To help get a better measurement of collegiate stressors, the National College Health Assessment, a survey that Butler has participated in in the past and plans to again in the 2018 calendar year, surveys current college students to see what weighs most heavily on young people in the United States. The most recent study found that students are experiencing high levels of loneliness, hopelessness and stress.
Diaz said that while her office and organizations like PAWS can help students with mental health problems, it takes a larger community to make sure people are healthy and happy.
“These things aren’t something that one office should be expected to tackle but maybe through increased awareness of those [problems] we can all sort of work together in our classes and organizations and units in residence halls to ask what can we do to reach out and help somebody,” Diaz said.
Fletcher said better study habits, as well as stress relievers such as meditation, breathing exercises, imagery exercises, praying, yoga, working out, eating healthy and drinking water can be the best tools for students to successfully navigate times of extreme pressure.
“[Students need] to prioritize, be consistent with studying and learn to delay gratification,” Fletcher said. “Try to focus on the goal and work backwards in order to figure out what needs to happen in order to see the goal to fruition.
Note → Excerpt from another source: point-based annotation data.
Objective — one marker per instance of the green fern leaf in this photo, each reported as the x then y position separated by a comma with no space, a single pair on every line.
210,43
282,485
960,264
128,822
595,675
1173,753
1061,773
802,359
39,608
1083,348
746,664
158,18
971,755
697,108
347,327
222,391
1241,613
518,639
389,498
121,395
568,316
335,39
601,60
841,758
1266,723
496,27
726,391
Study smarter instead of harder.”
For some, mental health problems can be difficult to confront. Diaz said empowerment is a way that communities can encourage self care and help students who are struggling, regardless of the time of year.
“I would encourage students to know that they are not alone and to take care of themselves and to feel empowered to do that, but that’s going to look different for everybody,” Diaz said. “When students practice self-care, even though it might mean carving out a little bit of time, it may mean that the time that they are spending on these things that are causing them stress is more easily managed.”